Progress toward a healthier, more intimate sexual relationship with my wife of more than 31 years is one of the gifts I’ve experienced through SA. Even the fact that I’m still married is a miracle. It seems that God always took our wedding vows seriously, even though many times over the years I did not. Before recovery, I harmed our relationship by betrayal and unfaithfulness, fear of inadequacy and abandonment, frustration and resentment, and finally loneliness and despair.
Now my wife and I are friends again. We are finally experiencing the togetherness we wanted when we first got married. SA has given me the tools I need to recover intimacy and to experience true union with my wife: “I can’t have true union with my wife while lust is active because she as a person really doesn’t matter . . . And I can’t have true union with myself while I’m splitting myself having sex with myself… But . . . by surrendering lust and its acting out each time I’m tempted by it, and then experiencing God’s life-giving deliverance from its power . . . wholeness is being restored—true union within myself first, then with others and the Source of my life” (SA 42-43).
When I hit bottom in October 2009, my wife was spiritually prepared for what was to come. When I announced that I was leaving her for another person, she looked me in the eye and said, “You’re sick and God can fix this.” Not exactly the response I expected! She had been on a spiritual and healing journey toward God for several years, so when this crisis hit she responded with a whole new set of principles.
After one final relapse, I was beaten. I attended a meeting the next day feeling crushed. A member offered to sponsor me at that meeting. I attended more than 90 meetings in 90 days, and I worked a thorough Step One. My wife also got active in Twelve Step recovery. We both understand the principle that our individual recoveries must be our priority. Without individual sobriety and recovery, our marriage will not get better.
One helpful concept comes from “The Solution” (SA 204): “We discovered that we could stop, that not feeding the hunger didn’t kill us, that sex was indeed optional.” When I was new, this reading encouraged me that I could stop acting out. As I’ve progressed in my recovery, I’ve found that there is more than one possible course of action for the married sexaholic: sex is optional—not mandatory, not required—but possible. I’ve found the words of the White Book to be true: “Our whole concept of sex begins to change. Sex finds a simple and natural place it could never have before and becomes merely one of the things that flows from true union in committed marriage” (193).

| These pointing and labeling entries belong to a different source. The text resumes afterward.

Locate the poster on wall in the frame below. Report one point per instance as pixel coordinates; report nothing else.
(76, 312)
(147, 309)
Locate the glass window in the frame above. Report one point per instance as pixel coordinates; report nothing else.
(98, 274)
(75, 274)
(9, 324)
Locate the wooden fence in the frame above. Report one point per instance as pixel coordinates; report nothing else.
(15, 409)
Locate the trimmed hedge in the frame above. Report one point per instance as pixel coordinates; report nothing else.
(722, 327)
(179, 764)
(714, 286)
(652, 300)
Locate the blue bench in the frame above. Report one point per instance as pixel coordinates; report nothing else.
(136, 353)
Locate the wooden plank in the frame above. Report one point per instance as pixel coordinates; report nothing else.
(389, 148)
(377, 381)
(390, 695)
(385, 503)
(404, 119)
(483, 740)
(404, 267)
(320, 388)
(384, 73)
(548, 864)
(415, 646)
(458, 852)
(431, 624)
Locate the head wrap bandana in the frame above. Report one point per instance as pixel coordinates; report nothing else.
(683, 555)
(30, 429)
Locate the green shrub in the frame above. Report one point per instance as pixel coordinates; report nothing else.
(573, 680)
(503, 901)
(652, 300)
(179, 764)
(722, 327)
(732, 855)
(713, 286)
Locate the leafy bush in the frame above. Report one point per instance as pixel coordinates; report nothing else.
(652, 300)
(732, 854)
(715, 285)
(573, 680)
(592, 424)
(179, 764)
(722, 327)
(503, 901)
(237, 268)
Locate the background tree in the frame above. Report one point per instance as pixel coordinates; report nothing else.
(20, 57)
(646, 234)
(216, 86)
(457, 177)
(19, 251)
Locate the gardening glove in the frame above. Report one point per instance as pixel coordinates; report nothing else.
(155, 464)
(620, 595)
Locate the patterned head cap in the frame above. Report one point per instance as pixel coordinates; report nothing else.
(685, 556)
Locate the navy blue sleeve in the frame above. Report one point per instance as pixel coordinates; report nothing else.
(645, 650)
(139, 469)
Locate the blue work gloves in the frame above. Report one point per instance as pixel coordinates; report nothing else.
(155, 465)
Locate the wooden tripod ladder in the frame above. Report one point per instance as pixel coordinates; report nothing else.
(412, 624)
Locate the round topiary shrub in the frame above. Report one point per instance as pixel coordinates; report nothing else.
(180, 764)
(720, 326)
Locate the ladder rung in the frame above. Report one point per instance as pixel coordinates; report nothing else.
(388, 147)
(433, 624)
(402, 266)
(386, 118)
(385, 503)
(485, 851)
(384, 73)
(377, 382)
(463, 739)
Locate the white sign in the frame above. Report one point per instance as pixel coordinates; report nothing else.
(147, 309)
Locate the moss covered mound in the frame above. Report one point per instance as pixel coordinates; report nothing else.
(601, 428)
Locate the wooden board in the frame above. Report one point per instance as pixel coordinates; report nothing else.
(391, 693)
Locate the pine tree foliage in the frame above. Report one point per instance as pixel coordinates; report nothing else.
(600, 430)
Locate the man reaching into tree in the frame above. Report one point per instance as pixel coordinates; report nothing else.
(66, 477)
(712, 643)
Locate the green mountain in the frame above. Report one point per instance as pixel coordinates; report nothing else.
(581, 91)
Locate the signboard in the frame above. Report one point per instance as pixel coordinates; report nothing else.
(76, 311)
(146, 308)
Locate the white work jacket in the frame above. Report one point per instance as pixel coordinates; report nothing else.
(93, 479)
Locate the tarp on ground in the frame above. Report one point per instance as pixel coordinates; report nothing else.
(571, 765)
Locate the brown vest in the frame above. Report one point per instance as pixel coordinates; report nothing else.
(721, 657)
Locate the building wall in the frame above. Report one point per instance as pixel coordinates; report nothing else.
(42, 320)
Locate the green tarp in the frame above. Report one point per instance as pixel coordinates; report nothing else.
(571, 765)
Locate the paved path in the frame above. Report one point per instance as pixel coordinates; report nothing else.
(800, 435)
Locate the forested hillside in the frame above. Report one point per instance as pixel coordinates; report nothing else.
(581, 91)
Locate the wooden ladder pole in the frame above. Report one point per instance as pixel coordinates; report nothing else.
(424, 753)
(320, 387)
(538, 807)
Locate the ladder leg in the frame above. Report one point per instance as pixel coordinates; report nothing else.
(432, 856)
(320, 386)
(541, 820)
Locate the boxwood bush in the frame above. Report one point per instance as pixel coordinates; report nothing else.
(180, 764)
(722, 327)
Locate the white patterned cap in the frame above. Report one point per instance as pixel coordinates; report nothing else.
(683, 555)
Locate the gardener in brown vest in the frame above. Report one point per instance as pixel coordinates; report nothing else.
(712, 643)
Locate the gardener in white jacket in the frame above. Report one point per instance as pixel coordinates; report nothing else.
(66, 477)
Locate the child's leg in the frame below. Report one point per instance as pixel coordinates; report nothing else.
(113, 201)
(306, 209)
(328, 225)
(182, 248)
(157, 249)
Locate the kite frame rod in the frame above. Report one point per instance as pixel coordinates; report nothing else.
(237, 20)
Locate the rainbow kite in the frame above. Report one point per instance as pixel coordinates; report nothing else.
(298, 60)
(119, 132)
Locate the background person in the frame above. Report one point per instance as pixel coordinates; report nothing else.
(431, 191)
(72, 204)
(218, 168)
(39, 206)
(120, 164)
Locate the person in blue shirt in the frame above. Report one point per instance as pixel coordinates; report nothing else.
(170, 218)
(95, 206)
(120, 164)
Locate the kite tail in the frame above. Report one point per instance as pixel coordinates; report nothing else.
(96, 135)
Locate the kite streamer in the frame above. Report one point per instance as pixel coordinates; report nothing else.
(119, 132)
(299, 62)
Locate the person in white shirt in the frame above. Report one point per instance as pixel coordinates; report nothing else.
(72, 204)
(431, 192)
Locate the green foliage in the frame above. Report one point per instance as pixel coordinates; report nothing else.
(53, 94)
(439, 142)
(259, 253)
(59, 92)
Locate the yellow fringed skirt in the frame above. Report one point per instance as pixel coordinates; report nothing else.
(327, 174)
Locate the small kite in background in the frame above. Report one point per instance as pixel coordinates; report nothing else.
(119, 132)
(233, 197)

I began to hear other married members talk about sexuality and I began to have hope that my own sexual relationship in marriage could be restored to sanity.
Today I read all I can about marriage and relationships. Recovery Continues has been a vital piece of literature on my journey toward healthier sex in marriage. Articles in this book have provided me with new ideas about topics such as abstinence, romance, and sex in marriage. Helpful articles have included “Abstinence in Marriage” (14-15), “What About Romance and Passion in Marriage After Sobriety?” (28-34), “Why Relationships Did Not Work for Me as a Sexaholic” (45-48), and “Lust, Sex, and the Marriage Misconnection” (59-63).
Most important, from this book I learned the importance of commitment: “Only when I committed myself to this one person, with no recourse to others, even if it meant being alone, did I begin to see what true union and love were all about and know the freedom for which I had always yearned” (RC 48).
Step work has also been a continuing source of new ideas and attitudes that have led to healthier relations with my wife. In my Fourth Step, I took inventory of the sexual harms I had done my wife. I saw how selfish I had been. Next, I wrote out a sane and sound ideal for my future sex life (AA 69). I strive to make this new ideal the standard on which my actions and attitude are based.
In the Fifth Step, I cleared out the resentment and shame I was harboring about my relations with my wife. In making direct amends to my wife, I told her I was willing to make things right, and that I would listen to what she had to say about our situation. She didn’t respond right away. She asked for time to “think about it,” which meant I had to remain willing and continue to listen. What a gift!
Over time she told me what she needed and what I could do to make things right. She reminded me of how things were when we were dating. We had looked forward to being together and making plans to spend special moments together. I do that now. I send her emails and leave her notes, and we plan date nights.
My wife encouraged me to believe that I am the man she wants me to be. That means I make amends to her by letting go of my fear of sexual inadequacy and by surrendering my fantasies about how I should perform. What a relief! I believe that God made us and He put us together for a reason. Today I believe that our marriage is not a mistake; it’s a gift!
A final tool that helps me in my relationship with my wife is prayer. The Step Eleven reading suggests that, “If circumstances warrant, we ask our wives or friends to join us in morning mediation” (AA 87). My wife and I have used this principle in our marriage. We don’t always pray together but when circumstances warrant we do. Sometimes we pray together before we have sex. Sometimes we pray afterwards. Sometimes it is truly a spiritual experience. Sometimes it is just the two of us doing what two married people do. Either way, if lust is not present, I consider it progress, not perfection.
As a married person in recovery, I am discovering God’s plan for me, which includes sex without lust in the True Union of marriage. This is how I’m being restored to sanity today.